Kreacher nodded and popped away while Harry crawled into bed and sank into the first decent sleep he had had in – he couldn't remember how long. He DESERVED IT and knew he would be needing it when he made his eventual appearance.
While Harry was having his much needed sleep, a few people had finally noticed he was gone. Ginny had gone looking for him with the intention of using Fred's death as a way of making him feel guilty and thus getting back together so her Mum (who considered Harry her seventh son) would be able to cope with the loss of Fred.

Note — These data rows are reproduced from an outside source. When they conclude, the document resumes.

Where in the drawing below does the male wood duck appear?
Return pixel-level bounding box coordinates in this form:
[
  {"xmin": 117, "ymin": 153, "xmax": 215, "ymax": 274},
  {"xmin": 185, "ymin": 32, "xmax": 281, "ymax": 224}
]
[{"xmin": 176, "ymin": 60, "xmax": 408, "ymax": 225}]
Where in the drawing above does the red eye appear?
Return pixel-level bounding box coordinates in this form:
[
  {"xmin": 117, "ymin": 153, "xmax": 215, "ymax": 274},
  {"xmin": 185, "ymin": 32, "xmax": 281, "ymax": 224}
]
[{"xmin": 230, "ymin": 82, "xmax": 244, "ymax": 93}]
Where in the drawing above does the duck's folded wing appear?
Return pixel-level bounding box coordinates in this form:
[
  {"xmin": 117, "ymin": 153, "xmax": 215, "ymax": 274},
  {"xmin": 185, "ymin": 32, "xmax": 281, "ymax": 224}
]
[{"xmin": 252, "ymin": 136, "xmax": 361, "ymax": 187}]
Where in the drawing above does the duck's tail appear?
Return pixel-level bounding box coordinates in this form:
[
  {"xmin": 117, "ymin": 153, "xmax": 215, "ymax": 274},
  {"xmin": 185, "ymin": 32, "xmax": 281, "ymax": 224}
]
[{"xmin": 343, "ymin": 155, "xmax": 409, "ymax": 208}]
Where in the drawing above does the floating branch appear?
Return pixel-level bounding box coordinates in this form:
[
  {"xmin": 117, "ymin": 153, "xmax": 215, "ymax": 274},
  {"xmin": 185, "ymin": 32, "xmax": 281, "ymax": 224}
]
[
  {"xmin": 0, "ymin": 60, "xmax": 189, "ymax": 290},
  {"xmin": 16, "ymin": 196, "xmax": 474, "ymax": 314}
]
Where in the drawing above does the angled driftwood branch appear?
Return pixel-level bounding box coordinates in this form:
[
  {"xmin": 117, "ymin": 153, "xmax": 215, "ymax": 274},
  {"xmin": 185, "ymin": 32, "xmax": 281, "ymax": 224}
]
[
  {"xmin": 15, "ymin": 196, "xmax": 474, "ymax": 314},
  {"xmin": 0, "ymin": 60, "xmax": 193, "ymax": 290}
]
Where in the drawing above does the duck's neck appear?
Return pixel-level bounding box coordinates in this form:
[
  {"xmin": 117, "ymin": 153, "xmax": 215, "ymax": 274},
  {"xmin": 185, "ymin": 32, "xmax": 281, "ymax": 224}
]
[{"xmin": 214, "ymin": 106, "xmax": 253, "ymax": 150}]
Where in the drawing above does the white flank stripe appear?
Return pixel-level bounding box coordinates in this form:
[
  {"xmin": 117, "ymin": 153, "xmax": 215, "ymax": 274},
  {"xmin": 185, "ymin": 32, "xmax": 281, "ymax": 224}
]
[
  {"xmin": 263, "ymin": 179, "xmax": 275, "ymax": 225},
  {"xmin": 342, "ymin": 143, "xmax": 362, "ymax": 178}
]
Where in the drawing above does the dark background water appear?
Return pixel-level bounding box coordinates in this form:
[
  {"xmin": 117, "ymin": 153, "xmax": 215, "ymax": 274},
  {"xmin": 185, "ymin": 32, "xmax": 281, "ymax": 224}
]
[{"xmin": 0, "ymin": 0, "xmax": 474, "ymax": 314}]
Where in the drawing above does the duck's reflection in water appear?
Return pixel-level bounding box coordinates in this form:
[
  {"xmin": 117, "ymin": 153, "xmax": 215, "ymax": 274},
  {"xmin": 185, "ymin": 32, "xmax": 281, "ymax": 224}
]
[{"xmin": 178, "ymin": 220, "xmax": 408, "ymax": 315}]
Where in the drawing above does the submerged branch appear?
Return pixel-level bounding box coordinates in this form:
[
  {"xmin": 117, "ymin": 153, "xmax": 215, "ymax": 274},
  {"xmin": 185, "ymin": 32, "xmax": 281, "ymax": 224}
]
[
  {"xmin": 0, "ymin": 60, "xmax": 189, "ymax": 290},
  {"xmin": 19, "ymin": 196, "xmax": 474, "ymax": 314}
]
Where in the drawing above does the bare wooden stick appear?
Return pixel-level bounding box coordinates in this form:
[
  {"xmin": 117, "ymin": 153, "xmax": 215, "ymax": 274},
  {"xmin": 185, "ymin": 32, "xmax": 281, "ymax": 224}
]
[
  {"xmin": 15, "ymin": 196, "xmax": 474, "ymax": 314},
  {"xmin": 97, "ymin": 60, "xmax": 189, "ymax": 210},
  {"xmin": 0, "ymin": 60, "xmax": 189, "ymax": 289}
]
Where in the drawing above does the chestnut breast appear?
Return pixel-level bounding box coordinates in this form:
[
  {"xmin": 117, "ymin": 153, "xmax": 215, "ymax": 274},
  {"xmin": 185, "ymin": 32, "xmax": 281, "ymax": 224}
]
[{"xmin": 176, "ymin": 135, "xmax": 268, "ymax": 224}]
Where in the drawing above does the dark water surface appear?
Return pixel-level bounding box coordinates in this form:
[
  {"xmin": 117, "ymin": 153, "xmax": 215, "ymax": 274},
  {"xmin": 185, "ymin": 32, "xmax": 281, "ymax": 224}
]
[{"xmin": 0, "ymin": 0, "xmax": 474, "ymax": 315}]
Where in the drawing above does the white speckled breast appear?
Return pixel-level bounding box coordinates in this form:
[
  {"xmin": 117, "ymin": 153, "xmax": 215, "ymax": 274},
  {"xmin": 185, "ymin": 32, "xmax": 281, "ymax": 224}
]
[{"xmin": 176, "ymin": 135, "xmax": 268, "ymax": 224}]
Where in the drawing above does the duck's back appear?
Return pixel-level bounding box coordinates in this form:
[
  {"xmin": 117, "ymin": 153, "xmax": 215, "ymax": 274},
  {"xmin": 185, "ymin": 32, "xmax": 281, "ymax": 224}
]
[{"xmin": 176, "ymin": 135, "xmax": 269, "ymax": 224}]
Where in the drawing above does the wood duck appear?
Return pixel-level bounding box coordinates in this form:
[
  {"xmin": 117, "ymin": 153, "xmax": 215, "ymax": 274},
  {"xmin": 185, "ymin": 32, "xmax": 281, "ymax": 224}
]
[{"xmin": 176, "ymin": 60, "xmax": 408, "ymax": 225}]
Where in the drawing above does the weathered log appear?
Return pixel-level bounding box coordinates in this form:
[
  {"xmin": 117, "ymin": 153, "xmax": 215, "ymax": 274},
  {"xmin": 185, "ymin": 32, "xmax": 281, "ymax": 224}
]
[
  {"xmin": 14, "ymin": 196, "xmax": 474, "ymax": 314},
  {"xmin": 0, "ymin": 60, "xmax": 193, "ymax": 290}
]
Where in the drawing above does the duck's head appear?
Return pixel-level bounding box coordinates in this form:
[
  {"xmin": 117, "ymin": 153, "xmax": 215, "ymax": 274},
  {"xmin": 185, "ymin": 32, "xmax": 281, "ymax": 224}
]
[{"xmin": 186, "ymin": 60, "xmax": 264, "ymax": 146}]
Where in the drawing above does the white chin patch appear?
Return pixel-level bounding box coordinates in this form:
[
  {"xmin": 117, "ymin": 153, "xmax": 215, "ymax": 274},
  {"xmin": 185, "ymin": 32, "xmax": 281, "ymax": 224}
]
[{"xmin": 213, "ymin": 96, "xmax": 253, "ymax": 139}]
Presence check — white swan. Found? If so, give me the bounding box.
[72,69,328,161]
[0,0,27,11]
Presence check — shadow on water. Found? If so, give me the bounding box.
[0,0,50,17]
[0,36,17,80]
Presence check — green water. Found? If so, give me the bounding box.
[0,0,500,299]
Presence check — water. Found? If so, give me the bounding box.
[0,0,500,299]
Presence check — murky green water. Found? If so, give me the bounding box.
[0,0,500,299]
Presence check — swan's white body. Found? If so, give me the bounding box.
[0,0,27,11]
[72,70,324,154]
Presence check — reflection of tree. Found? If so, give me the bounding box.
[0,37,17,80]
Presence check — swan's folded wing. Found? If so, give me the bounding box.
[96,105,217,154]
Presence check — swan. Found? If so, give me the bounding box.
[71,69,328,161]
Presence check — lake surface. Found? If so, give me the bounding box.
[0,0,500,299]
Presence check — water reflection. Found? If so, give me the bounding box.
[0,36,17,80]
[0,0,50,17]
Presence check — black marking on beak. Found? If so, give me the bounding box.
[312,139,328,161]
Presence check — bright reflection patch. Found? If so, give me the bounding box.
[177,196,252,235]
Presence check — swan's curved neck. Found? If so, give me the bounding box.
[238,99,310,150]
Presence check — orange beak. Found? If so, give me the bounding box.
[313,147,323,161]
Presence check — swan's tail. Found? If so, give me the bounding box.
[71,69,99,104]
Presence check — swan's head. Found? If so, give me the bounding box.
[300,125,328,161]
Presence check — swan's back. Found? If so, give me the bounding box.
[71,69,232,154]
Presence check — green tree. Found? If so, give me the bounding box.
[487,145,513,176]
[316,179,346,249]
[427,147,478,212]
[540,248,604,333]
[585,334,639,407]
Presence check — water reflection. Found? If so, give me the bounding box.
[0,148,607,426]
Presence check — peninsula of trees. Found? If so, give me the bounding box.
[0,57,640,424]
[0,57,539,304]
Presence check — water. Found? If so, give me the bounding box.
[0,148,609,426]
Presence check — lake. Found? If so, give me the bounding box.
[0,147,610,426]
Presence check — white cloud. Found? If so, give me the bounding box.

She didn't see him in the great hall, she went over to Ron, who was taking full advantage of "officially getting" Hermione, by not leaving the poor girl alone. She was embarrassed concerning Ron's behavior of not only kissing her in public but trying to cop a feel and not caring who saw him doing it. She had also just discovered that Ron was a terrible kisser. She had watched him swap spit with Lavender but she seemed to enjoy it but Hermione didn't appreciate him trying to swallow her tongue, slobbering all over her and, most disgusting of all, making all sorts of…barnyard noises.
Ginny interrupted him asking where Harry was as she couldn't find him. Ron replied by suggesting that the battle had probably scared the flobberworm dung out of him and he was probably in the loo emptying both his ends. He laughed at his own "witticism" much to the annoyance of both witches.
"I'll help you look for him" Hermione said, thinking this was a good way of getting away from Ron. However, Ron wasn't about to let his prize wander off.
"I told you, he's probably in the loo and we are busy here" he said turning to Ginny, "I'm giving my witch here some lessons on how to kiss – she really doesn't know how to do it – so that when we retire later on, I can give her other lessons." Then Mr. Idiot-of-the-Month (or rather every month) gave the now angry witch a very loud (and hurtful) slap on the bum getting the attention of several people – including Rita Skeeter, who had been hiding in her beetle form watching the battle but now was interviewing people whether they wanted to be interviewed or not (most didn't)
It was then that Rita regretted not having her photographer Bozo with her as he could have captured in picture form Hermione Granger punching out Ronald Weasley and knocking him on his arse before grabbing Ginny's hand and dragging her off to look for Harry.
That was bad enough but Ronniekins had to take it further as now his dignity and family honor (not to mention his manhood) was at stake.
"Get back here this instant you filthy MUDBLOOD! I own you and you will do what I demand or ELSE!"
Hermione and Ginny both froze and you could hear a pin drop in the hall as Hermione slowly turned around to see a now smirking Ron again ordering her to get back to him NOW and who knows what else he would have said had he not been rescued by Neville Longbottom who stunned him and enjoyed hearing the no doubt painful thud of Ron hitting the floor. Everybody but Ron had noticed the look of fury on the talented and powerful witch's face, which promised…pain…to Ron Weasley. But Longbottom had robbed people like Rita of a scoop and others of entertainment.
Molly had been going to put her two knuts in when Hermione had hit Ron but Arthur had stunned her as it was bad enough that poor Fred was dead without having a feud (or at least a riot) if Molly dared to chastise, or worse, punish Hermione.
Since everyone was so absorbed with the Granger-Weasley drama, they didn't notice black, smoky forms creeping out of the dead bodies of Voldemort and Bellatrix Lestrange. It would be found out much too soon that Harry hadn't gotten all of Voldie's Horcruxes and Bellatrix had made one. But they would soon, very soon.